A ship was descending with full thrusters blaring as it screamed into a landing position.
Targrav thought about the pirates and tried to rise. He might have to fight them off.
The ship was on the ground when he regained his senses from falling again and people were running towards him. He struggled to stand once more, but before he could there were reassuring voices and soft hands turning him over so that he could breath more easily.
“This is him,” a woman said. “The enviro-suit matches the description Mera gave us.”
At the mention of his wife’s name Targrav felt new life stir in him. It was either that or the influx of healing anima that the woman sent surging through his body.
“My name is Ilya,” the woman said. “I’m a healer from the Imperial fast response ship Horizon Breaker and we’re here to rescue you.”
“How did you know?” Targrav asked, his voice rough with the damage from sand and wind and rain.

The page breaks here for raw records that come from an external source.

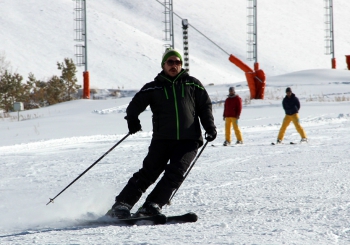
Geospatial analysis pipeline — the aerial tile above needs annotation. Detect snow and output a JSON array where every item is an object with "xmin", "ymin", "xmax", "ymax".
[{"xmin": 0, "ymin": 0, "xmax": 350, "ymax": 244}]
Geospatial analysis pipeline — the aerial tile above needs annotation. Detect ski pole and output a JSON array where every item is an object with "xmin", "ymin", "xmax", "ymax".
[
  {"xmin": 168, "ymin": 141, "xmax": 209, "ymax": 205},
  {"xmin": 46, "ymin": 133, "xmax": 130, "ymax": 205}
]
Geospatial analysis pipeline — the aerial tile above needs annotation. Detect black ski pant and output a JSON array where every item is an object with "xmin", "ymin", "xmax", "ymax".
[{"xmin": 116, "ymin": 139, "xmax": 199, "ymax": 207}]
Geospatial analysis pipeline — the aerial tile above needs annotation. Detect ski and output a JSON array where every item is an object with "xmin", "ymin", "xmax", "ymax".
[
  {"xmin": 211, "ymin": 144, "xmax": 243, "ymax": 147},
  {"xmin": 166, "ymin": 212, "xmax": 198, "ymax": 224},
  {"xmin": 83, "ymin": 212, "xmax": 198, "ymax": 226},
  {"xmin": 271, "ymin": 142, "xmax": 298, "ymax": 145}
]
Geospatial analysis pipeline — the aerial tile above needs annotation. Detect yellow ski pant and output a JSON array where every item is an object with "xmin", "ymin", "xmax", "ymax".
[
  {"xmin": 225, "ymin": 117, "xmax": 243, "ymax": 143},
  {"xmin": 277, "ymin": 113, "xmax": 307, "ymax": 140}
]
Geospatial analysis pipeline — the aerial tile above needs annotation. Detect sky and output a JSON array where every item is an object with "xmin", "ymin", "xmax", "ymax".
[{"xmin": 0, "ymin": 0, "xmax": 350, "ymax": 245}]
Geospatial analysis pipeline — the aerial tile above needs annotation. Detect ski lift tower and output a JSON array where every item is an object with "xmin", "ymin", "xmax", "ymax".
[
  {"xmin": 163, "ymin": 0, "xmax": 175, "ymax": 49},
  {"xmin": 181, "ymin": 19, "xmax": 190, "ymax": 73},
  {"xmin": 324, "ymin": 0, "xmax": 336, "ymax": 69},
  {"xmin": 74, "ymin": 0, "xmax": 90, "ymax": 99},
  {"xmin": 247, "ymin": 0, "xmax": 259, "ymax": 71}
]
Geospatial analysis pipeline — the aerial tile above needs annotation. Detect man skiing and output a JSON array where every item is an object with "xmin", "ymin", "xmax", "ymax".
[
  {"xmin": 110, "ymin": 49, "xmax": 217, "ymax": 218},
  {"xmin": 223, "ymin": 87, "xmax": 243, "ymax": 146},
  {"xmin": 277, "ymin": 87, "xmax": 307, "ymax": 144}
]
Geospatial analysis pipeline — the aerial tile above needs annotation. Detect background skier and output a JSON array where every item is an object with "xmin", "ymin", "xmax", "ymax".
[
  {"xmin": 223, "ymin": 87, "xmax": 243, "ymax": 146},
  {"xmin": 110, "ymin": 49, "xmax": 217, "ymax": 218},
  {"xmin": 277, "ymin": 87, "xmax": 307, "ymax": 144}
]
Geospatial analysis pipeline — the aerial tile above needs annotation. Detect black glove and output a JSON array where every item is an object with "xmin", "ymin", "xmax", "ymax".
[
  {"xmin": 126, "ymin": 118, "xmax": 141, "ymax": 134},
  {"xmin": 205, "ymin": 128, "xmax": 217, "ymax": 142}
]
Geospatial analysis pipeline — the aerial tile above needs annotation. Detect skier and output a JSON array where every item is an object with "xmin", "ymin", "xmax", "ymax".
[
  {"xmin": 110, "ymin": 49, "xmax": 217, "ymax": 218},
  {"xmin": 223, "ymin": 87, "xmax": 243, "ymax": 146},
  {"xmin": 277, "ymin": 87, "xmax": 307, "ymax": 144}
]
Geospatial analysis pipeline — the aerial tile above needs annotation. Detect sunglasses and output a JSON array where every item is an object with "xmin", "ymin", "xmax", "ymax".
[{"xmin": 166, "ymin": 60, "xmax": 182, "ymax": 66}]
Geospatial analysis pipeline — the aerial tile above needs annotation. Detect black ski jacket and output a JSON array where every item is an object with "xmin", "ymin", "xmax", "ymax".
[
  {"xmin": 282, "ymin": 93, "xmax": 300, "ymax": 115},
  {"xmin": 126, "ymin": 69, "xmax": 216, "ymax": 146}
]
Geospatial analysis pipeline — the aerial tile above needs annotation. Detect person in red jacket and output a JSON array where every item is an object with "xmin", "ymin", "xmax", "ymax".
[{"xmin": 223, "ymin": 87, "xmax": 243, "ymax": 146}]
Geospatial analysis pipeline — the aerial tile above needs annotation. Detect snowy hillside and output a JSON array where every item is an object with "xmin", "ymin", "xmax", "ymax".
[
  {"xmin": 0, "ymin": 0, "xmax": 350, "ymax": 245},
  {"xmin": 0, "ymin": 0, "xmax": 350, "ymax": 89}
]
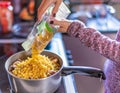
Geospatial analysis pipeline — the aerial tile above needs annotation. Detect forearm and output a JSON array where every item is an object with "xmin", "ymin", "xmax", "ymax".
[{"xmin": 68, "ymin": 22, "xmax": 120, "ymax": 62}]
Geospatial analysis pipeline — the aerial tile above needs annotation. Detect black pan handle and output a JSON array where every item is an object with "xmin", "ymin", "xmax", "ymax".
[{"xmin": 61, "ymin": 66, "xmax": 106, "ymax": 80}]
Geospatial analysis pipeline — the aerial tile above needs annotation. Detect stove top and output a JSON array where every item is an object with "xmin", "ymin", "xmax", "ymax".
[{"xmin": 0, "ymin": 33, "xmax": 78, "ymax": 93}]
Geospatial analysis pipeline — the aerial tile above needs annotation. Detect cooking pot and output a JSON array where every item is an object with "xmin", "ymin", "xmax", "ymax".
[{"xmin": 5, "ymin": 50, "xmax": 105, "ymax": 93}]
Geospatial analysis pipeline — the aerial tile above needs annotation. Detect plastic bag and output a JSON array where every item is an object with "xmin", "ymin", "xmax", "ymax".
[{"xmin": 22, "ymin": 2, "xmax": 70, "ymax": 54}]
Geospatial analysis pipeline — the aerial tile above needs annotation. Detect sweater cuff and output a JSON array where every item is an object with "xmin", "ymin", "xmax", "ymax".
[{"xmin": 67, "ymin": 21, "xmax": 85, "ymax": 37}]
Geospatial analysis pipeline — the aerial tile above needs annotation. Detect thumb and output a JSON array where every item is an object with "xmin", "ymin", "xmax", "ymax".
[{"xmin": 52, "ymin": 0, "xmax": 62, "ymax": 17}]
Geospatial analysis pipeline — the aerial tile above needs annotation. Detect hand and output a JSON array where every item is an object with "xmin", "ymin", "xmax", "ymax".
[
  {"xmin": 50, "ymin": 19, "xmax": 73, "ymax": 33},
  {"xmin": 37, "ymin": 0, "xmax": 62, "ymax": 20}
]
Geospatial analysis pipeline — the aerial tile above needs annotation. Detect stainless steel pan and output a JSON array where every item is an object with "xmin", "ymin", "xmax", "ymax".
[{"xmin": 5, "ymin": 51, "xmax": 105, "ymax": 93}]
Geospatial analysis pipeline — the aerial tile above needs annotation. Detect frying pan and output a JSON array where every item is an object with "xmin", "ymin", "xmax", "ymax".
[{"xmin": 5, "ymin": 50, "xmax": 105, "ymax": 93}]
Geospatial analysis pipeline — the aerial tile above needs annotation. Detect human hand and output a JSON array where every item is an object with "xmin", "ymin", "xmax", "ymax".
[
  {"xmin": 50, "ymin": 18, "xmax": 73, "ymax": 33},
  {"xmin": 37, "ymin": 0, "xmax": 62, "ymax": 20}
]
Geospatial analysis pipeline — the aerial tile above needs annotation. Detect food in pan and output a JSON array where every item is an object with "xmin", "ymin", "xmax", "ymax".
[{"xmin": 9, "ymin": 55, "xmax": 60, "ymax": 79}]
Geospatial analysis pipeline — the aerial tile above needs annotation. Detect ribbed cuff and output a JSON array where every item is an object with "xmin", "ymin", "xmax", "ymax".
[{"xmin": 67, "ymin": 21, "xmax": 85, "ymax": 37}]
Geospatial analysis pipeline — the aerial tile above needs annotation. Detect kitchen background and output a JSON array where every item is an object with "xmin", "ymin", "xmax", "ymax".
[{"xmin": 0, "ymin": 0, "xmax": 120, "ymax": 93}]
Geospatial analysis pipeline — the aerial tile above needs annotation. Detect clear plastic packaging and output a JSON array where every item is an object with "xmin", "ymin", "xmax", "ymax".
[{"xmin": 22, "ymin": 3, "xmax": 70, "ymax": 55}]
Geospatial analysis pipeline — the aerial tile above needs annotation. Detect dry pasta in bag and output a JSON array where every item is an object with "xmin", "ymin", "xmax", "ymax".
[{"xmin": 22, "ymin": 2, "xmax": 70, "ymax": 55}]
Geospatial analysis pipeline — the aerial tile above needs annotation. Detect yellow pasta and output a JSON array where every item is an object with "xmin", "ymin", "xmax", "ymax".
[
  {"xmin": 12, "ymin": 55, "xmax": 60, "ymax": 79},
  {"xmin": 10, "ymin": 28, "xmax": 60, "ymax": 79}
]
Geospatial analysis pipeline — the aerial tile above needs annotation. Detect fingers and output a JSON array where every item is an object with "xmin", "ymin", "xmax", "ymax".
[
  {"xmin": 52, "ymin": 0, "xmax": 62, "ymax": 17},
  {"xmin": 37, "ymin": 0, "xmax": 62, "ymax": 20},
  {"xmin": 52, "ymin": 19, "xmax": 71, "ymax": 32}
]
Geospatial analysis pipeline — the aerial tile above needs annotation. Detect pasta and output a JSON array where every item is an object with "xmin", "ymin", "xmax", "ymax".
[
  {"xmin": 10, "ymin": 26, "xmax": 60, "ymax": 79},
  {"xmin": 10, "ymin": 55, "xmax": 60, "ymax": 79}
]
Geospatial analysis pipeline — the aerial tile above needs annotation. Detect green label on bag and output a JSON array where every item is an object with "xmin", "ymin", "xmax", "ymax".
[{"xmin": 45, "ymin": 22, "xmax": 53, "ymax": 32}]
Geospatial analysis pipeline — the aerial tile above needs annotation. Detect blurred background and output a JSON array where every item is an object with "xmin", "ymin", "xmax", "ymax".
[{"xmin": 0, "ymin": 0, "xmax": 120, "ymax": 93}]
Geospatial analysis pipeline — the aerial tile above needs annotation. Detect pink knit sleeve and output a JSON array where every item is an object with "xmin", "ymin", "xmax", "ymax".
[{"xmin": 67, "ymin": 21, "xmax": 120, "ymax": 62}]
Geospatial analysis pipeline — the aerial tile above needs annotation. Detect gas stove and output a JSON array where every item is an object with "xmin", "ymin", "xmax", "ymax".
[{"xmin": 0, "ymin": 33, "xmax": 78, "ymax": 93}]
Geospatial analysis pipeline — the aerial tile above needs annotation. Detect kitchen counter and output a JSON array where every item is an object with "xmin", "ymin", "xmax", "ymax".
[{"xmin": 86, "ymin": 14, "xmax": 120, "ymax": 33}]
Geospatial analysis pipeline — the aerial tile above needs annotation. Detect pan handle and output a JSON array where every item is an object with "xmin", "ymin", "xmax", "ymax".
[{"xmin": 61, "ymin": 66, "xmax": 106, "ymax": 80}]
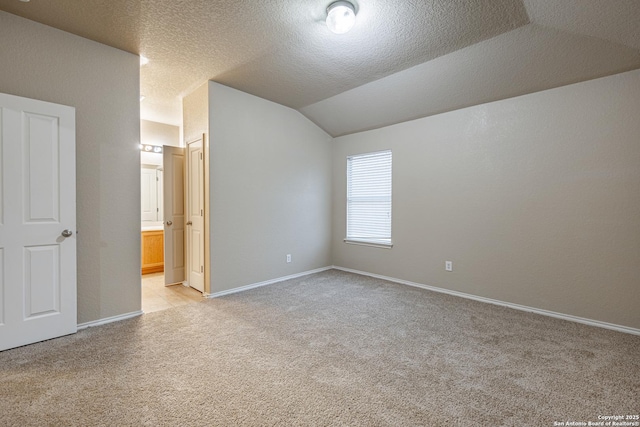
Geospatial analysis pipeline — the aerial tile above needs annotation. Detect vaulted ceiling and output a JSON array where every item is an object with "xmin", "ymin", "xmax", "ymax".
[{"xmin": 0, "ymin": 0, "xmax": 640, "ymax": 136}]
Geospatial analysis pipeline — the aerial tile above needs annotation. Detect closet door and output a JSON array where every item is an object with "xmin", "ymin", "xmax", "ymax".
[{"xmin": 0, "ymin": 94, "xmax": 77, "ymax": 350}]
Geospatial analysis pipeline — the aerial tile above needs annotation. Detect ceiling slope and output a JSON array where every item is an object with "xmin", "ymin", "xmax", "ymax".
[{"xmin": 0, "ymin": 0, "xmax": 640, "ymax": 136}]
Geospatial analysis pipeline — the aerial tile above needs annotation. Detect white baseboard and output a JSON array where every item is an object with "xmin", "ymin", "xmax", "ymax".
[
  {"xmin": 205, "ymin": 266, "xmax": 334, "ymax": 298},
  {"xmin": 78, "ymin": 310, "xmax": 143, "ymax": 330},
  {"xmin": 333, "ymin": 265, "xmax": 640, "ymax": 335}
]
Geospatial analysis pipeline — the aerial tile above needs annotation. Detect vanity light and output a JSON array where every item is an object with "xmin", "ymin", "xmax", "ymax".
[
  {"xmin": 327, "ymin": 1, "xmax": 356, "ymax": 34},
  {"xmin": 140, "ymin": 144, "xmax": 162, "ymax": 154}
]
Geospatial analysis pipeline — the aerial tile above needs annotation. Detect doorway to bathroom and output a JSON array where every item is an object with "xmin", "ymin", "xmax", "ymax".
[{"xmin": 140, "ymin": 120, "xmax": 202, "ymax": 313}]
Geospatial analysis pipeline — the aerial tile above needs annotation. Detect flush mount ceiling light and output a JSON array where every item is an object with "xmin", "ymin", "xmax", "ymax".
[
  {"xmin": 327, "ymin": 1, "xmax": 356, "ymax": 34},
  {"xmin": 140, "ymin": 144, "xmax": 162, "ymax": 154}
]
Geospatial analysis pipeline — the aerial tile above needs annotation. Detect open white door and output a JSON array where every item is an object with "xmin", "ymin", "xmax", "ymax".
[
  {"xmin": 0, "ymin": 94, "xmax": 77, "ymax": 350},
  {"xmin": 162, "ymin": 145, "xmax": 185, "ymax": 285},
  {"xmin": 187, "ymin": 138, "xmax": 204, "ymax": 292}
]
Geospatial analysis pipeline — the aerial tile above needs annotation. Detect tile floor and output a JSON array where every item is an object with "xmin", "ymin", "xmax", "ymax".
[{"xmin": 142, "ymin": 273, "xmax": 202, "ymax": 313}]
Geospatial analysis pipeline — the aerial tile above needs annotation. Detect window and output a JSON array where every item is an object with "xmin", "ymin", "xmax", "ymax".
[{"xmin": 345, "ymin": 150, "xmax": 391, "ymax": 247}]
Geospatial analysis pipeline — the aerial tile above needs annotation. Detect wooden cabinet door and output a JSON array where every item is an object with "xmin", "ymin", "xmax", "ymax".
[{"xmin": 142, "ymin": 230, "xmax": 164, "ymax": 274}]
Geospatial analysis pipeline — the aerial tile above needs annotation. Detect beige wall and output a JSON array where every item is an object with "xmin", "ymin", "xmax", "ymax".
[
  {"xmin": 0, "ymin": 12, "xmax": 140, "ymax": 323},
  {"xmin": 182, "ymin": 82, "xmax": 209, "ymax": 145},
  {"xmin": 333, "ymin": 71, "xmax": 640, "ymax": 328},
  {"xmin": 209, "ymin": 82, "xmax": 331, "ymax": 293},
  {"xmin": 140, "ymin": 120, "xmax": 180, "ymax": 147}
]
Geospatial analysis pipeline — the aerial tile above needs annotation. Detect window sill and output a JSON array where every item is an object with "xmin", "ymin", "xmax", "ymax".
[{"xmin": 344, "ymin": 239, "xmax": 393, "ymax": 249}]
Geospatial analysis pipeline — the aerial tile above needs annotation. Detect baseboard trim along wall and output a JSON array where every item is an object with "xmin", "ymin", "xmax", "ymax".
[
  {"xmin": 333, "ymin": 265, "xmax": 640, "ymax": 335},
  {"xmin": 205, "ymin": 266, "xmax": 334, "ymax": 298},
  {"xmin": 78, "ymin": 310, "xmax": 143, "ymax": 330}
]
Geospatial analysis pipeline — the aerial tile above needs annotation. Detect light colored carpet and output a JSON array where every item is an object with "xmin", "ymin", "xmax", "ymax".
[{"xmin": 0, "ymin": 270, "xmax": 640, "ymax": 427}]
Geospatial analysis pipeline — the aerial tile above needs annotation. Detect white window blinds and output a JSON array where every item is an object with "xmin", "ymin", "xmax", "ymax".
[{"xmin": 346, "ymin": 150, "xmax": 391, "ymax": 246}]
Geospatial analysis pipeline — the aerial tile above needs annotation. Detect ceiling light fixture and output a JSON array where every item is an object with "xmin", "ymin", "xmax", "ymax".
[
  {"xmin": 327, "ymin": 1, "xmax": 356, "ymax": 34},
  {"xmin": 140, "ymin": 144, "xmax": 162, "ymax": 154}
]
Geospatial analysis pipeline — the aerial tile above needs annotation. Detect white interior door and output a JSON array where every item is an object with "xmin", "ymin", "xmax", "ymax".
[
  {"xmin": 187, "ymin": 139, "xmax": 204, "ymax": 292},
  {"xmin": 162, "ymin": 145, "xmax": 185, "ymax": 285},
  {"xmin": 0, "ymin": 94, "xmax": 77, "ymax": 350},
  {"xmin": 140, "ymin": 166, "xmax": 158, "ymax": 221}
]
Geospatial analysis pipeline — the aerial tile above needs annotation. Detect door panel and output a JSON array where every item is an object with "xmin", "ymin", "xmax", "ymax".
[
  {"xmin": 0, "ymin": 94, "xmax": 77, "ymax": 350},
  {"xmin": 162, "ymin": 145, "xmax": 186, "ymax": 285},
  {"xmin": 23, "ymin": 113, "xmax": 60, "ymax": 222},
  {"xmin": 187, "ymin": 139, "xmax": 204, "ymax": 292},
  {"xmin": 24, "ymin": 245, "xmax": 60, "ymax": 319}
]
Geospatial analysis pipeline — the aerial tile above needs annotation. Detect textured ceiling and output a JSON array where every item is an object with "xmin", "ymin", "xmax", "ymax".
[{"xmin": 0, "ymin": 0, "xmax": 640, "ymax": 136}]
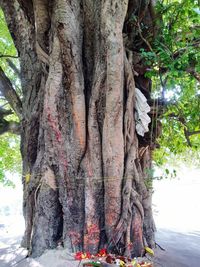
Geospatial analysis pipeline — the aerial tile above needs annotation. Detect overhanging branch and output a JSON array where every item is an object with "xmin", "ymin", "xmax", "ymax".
[{"xmin": 0, "ymin": 67, "xmax": 22, "ymax": 119}]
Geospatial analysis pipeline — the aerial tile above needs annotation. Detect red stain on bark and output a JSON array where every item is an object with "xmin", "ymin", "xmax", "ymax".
[{"xmin": 47, "ymin": 113, "xmax": 62, "ymax": 143}]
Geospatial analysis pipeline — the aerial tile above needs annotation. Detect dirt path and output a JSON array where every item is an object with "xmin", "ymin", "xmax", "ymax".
[{"xmin": 0, "ymin": 166, "xmax": 200, "ymax": 267}]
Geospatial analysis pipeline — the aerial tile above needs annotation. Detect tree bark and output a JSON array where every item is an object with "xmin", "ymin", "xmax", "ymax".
[{"xmin": 0, "ymin": 0, "xmax": 154, "ymax": 256}]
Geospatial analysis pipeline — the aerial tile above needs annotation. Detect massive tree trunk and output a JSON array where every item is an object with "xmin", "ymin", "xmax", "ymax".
[{"xmin": 0, "ymin": 0, "xmax": 154, "ymax": 256}]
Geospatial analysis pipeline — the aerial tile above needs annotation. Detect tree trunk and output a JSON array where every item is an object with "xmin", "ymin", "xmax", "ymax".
[{"xmin": 0, "ymin": 0, "xmax": 154, "ymax": 256}]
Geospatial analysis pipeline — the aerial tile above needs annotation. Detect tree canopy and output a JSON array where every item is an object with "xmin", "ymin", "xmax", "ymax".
[{"xmin": 0, "ymin": 0, "xmax": 200, "ymax": 186}]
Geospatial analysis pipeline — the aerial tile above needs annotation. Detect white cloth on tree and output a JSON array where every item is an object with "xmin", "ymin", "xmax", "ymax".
[{"xmin": 135, "ymin": 88, "xmax": 151, "ymax": 136}]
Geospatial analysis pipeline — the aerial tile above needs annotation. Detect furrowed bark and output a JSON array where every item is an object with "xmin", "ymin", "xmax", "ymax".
[
  {"xmin": 0, "ymin": 67, "xmax": 22, "ymax": 119},
  {"xmin": 0, "ymin": 0, "xmax": 154, "ymax": 257}
]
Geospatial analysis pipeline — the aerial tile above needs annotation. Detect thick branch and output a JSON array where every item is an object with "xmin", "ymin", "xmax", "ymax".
[
  {"xmin": 0, "ymin": 55, "xmax": 19, "ymax": 58},
  {"xmin": 0, "ymin": 67, "xmax": 22, "ymax": 119}
]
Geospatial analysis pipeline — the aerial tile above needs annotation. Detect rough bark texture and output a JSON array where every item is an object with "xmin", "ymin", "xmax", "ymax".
[{"xmin": 0, "ymin": 0, "xmax": 154, "ymax": 256}]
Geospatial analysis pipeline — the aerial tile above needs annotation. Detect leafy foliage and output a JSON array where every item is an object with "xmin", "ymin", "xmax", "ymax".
[
  {"xmin": 141, "ymin": 0, "xmax": 200, "ymax": 165},
  {"xmin": 0, "ymin": 9, "xmax": 21, "ymax": 186}
]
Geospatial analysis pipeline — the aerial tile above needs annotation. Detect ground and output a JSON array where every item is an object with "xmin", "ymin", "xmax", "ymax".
[{"xmin": 0, "ymin": 167, "xmax": 200, "ymax": 267}]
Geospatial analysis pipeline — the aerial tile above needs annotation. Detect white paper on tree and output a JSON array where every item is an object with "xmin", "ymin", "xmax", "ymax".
[{"xmin": 135, "ymin": 88, "xmax": 151, "ymax": 136}]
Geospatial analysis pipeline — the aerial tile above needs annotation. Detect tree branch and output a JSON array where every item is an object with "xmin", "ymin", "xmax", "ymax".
[
  {"xmin": 188, "ymin": 130, "xmax": 200, "ymax": 136},
  {"xmin": 0, "ymin": 67, "xmax": 22, "ymax": 119},
  {"xmin": 0, "ymin": 55, "xmax": 19, "ymax": 58},
  {"xmin": 6, "ymin": 58, "xmax": 20, "ymax": 78},
  {"xmin": 186, "ymin": 67, "xmax": 200, "ymax": 82}
]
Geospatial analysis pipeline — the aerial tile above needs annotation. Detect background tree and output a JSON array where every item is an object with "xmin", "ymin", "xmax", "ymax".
[{"xmin": 0, "ymin": 0, "xmax": 199, "ymax": 256}]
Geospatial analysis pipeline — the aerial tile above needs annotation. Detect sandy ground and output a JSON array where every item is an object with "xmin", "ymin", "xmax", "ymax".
[{"xmin": 0, "ymin": 168, "xmax": 200, "ymax": 267}]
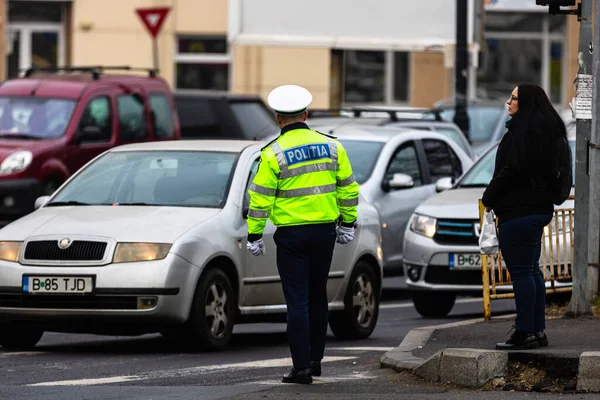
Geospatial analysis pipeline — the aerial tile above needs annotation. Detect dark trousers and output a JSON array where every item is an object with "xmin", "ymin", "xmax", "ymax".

“We got your wife’s rescue beacon signal,” Ilya said. “She jury-rigged it to transmit back both of your locations. Crazy thing I guess. Rescue beacons are the last thing in the world you want to mess around with.”
“Is she safe?” Targrav asked.
“Sort of,” Ilya said.
“What do you mean?” Targrav asked.
“Well, she kind of kidnapped the rescue party we sent for her,” Ilya said. “And stole their ship. She’s about an hour behind us and we’d like you to help us talk her into not breaking any more galactic laws in trying to rescue you.”